I just picked 5S as the most frequently occurring debacle but the same reasoning applies to SMED initiatives, team boards, regular lean meetings or any other improvement we might think of. The Law will simply say – if it does not visibly make life easier for the involved people the initiative will die.
So, sitting in the cool (and blue) Danube – obviously the next question will be what we can do about this? Is there a way to make an initiative sustainable?
I think the answer is in the methodology developed by Mike Rother in his Toyota Kata books. He very boldly states that the objective of Lean initiatives should not be the implementation of any combination of Lean tools . What we should aim for is to teach a way of thinking about problems and continuously solve them. The vehicle for this will be the definition of a target condition – a state of the process we want to achieve, and a method of continuously building our way towards this target, together with all involved process workers and managers. (This is the time-honored PDCA by the way.) There are many possible target conditions that can be defined but once we have consensus on our target we have the method and the way of thinking to guarantee (which is a big word here) that we will with time get ever closer to it.
Now, to bring the Law of Organizational Behavior to act in our favor, all we have to do is to define the target condition PRIMARILY as a process that is easier for the involved people then the process we started with. This thought has been hidden in the original ideas of the Lean pioneers – the concepts of Mura and Muri are very much in this direction or I could also cite Taichi Ono here “Why not make the work easier and more interesting so that people do not have to sweat? The Toyota style is not to create results by working hard. It is a system that says there is no limit to people’s creativity. People don’t go to Toyota to ‚work‘ they go there to ‚think’.”
However, by selling Lean we were so focused on measurable process improvement – percent setup time reduction, lead time reduction, OEE improvement etc. that we neglected this part of the equation.
Do I mean that we should turn Lean into a feelgood initiative with no regard to hard-core benefits? Definitely not – if we do not improve the processes in a quantifiable way then we have no justification for even being present in an organization. Instead I am arguing the other side of the coin – we definitely should aim for those improvements but we have to be fully aware that unless we make the process also easier for the process workers all our improvements will be ephemeral illusions.

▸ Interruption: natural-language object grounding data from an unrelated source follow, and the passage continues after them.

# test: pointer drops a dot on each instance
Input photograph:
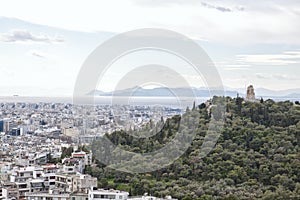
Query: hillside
(256, 157)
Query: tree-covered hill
(257, 155)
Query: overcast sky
(44, 43)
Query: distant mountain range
(199, 92)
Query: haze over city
(249, 42)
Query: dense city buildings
(36, 138)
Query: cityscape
(149, 100)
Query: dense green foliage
(256, 157)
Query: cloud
(276, 76)
(37, 54)
(25, 36)
(159, 3)
(219, 8)
(285, 58)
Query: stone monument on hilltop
(250, 93)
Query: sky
(43, 44)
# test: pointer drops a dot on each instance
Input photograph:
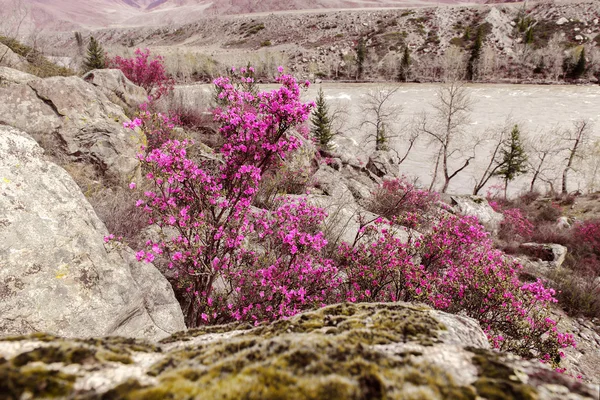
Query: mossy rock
(343, 351)
(33, 382)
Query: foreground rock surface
(56, 273)
(118, 89)
(74, 118)
(344, 351)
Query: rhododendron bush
(144, 72)
(454, 267)
(235, 262)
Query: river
(539, 110)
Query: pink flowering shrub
(400, 198)
(149, 74)
(455, 268)
(207, 208)
(157, 127)
(234, 262)
(515, 225)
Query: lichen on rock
(343, 351)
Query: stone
(57, 275)
(479, 207)
(554, 254)
(115, 85)
(342, 351)
(12, 76)
(10, 59)
(384, 164)
(563, 223)
(77, 120)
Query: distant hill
(68, 15)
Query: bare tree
(12, 24)
(552, 57)
(577, 140)
(380, 116)
(447, 131)
(496, 139)
(541, 149)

So, to come back to our 5S example- how could we make the improvement stick? I would say, we should start by identifying the process worker’s needs – what do they need to make their life easier, less stressful, even more pleasant? Lost, eventually stolen tools ? Explain the concept of shadow boards. Broken window on the shop floor? Fix it as the first step of the new 5S implementation and define a process so that the next time nobody has to wait for month before a window is fixed. Gloves missing? Buy some and define a process (Kanban for instance) to make ordering new gloves immediate. It is stressy to have a big boss come to a 5S inspection every month? Introduce self-audits and coach the boss to only audit the audits – you get the idea.
This way it is possible to turn an initiative that people see as an additional burden into something they will all be proud of. And when you get a delegation from a different machine asking management for the introduction of 5S in their place as well, you will know that you succeeded and that the Law is now on your side. And after all, this is all we need to make the initiative a success.